Это эссе — третья часть «Военной трилогии», личных заметок Оксаны о войне в Украине и не только, которые она вела с 2014 по 2016 год. На английском трилогия вышла целиком в 2018, на немецком в 2016 г. (Timofeeva O. ‘Kriegstrilogie’ // Lettre International. 2016. 115, s. 109-116). На русском первая часть трилогии, «И мертвые не уцелеют» , была опубликована на сайте Openleft в 2014 г., вторая — «Солдаты и проститутки» — на «Сигме» в 2015-м.

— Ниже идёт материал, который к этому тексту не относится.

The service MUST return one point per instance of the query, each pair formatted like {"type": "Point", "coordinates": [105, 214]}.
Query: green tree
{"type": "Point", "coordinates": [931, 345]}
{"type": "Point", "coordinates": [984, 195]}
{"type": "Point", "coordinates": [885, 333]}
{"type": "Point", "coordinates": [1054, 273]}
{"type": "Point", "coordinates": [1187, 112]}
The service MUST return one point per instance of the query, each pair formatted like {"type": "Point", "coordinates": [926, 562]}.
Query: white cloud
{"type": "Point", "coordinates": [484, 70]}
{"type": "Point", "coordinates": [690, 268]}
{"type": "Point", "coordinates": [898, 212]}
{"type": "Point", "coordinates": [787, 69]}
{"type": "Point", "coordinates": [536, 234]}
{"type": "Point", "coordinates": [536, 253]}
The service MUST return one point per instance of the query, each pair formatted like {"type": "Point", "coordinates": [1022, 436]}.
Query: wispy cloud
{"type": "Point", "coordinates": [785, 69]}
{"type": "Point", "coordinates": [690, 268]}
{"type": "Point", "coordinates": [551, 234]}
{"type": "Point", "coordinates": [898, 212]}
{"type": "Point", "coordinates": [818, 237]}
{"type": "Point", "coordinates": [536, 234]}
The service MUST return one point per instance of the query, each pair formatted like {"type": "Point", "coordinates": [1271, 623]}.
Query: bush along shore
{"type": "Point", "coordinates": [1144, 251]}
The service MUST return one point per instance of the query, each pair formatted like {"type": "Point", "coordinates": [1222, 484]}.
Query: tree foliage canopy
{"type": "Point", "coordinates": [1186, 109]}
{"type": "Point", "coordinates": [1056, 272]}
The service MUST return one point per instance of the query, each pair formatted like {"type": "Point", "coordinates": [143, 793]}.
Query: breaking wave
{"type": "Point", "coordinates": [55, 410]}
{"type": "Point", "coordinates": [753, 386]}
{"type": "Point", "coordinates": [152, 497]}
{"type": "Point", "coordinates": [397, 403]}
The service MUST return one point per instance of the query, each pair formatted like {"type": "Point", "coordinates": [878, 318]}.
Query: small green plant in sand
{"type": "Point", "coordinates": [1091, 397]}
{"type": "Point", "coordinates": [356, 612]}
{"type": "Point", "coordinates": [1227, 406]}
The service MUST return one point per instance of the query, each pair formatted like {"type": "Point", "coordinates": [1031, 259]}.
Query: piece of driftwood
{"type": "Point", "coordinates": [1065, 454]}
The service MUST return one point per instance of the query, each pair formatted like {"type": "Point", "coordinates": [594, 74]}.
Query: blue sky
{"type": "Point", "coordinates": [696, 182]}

Третья часть написана по мотивам поездки на Западный Берег реки Иордан и на русском публикуется впервые. Русское издание «Военной трилогии» готовится к публикации.

Леопардовые штаны

Как-то раз, летом 2015-го, я случайно подслушала, как две студентки-магистрантки обсуждали между собой популярные штаны с леопардовым принтом. Как можно — и можно ли вообще — их носить? Не всякий осмелился бы надеть пусть даже модный, но так близко граничащий с вульгарностью предмет гардероба. И, однако, именно такие штаны через полгода после этого разговора мы купили с одной из его участниц. Мы привезли их из Рамаллы, где проходила конференция, посвященная Вальтеру Беньямину. Рамалла не из тех мест, до которых легко добраться, и, определенно, не самое безопасное поселение на Западном берегу реки Иордан, в центре оккупированных Израилем и окруженных стеной палестинских территорий. Тем не менее, более сотни человек со всего мира проделали этот путь, чтобы понять, как на самом деле должен выглядеть Ангел истории.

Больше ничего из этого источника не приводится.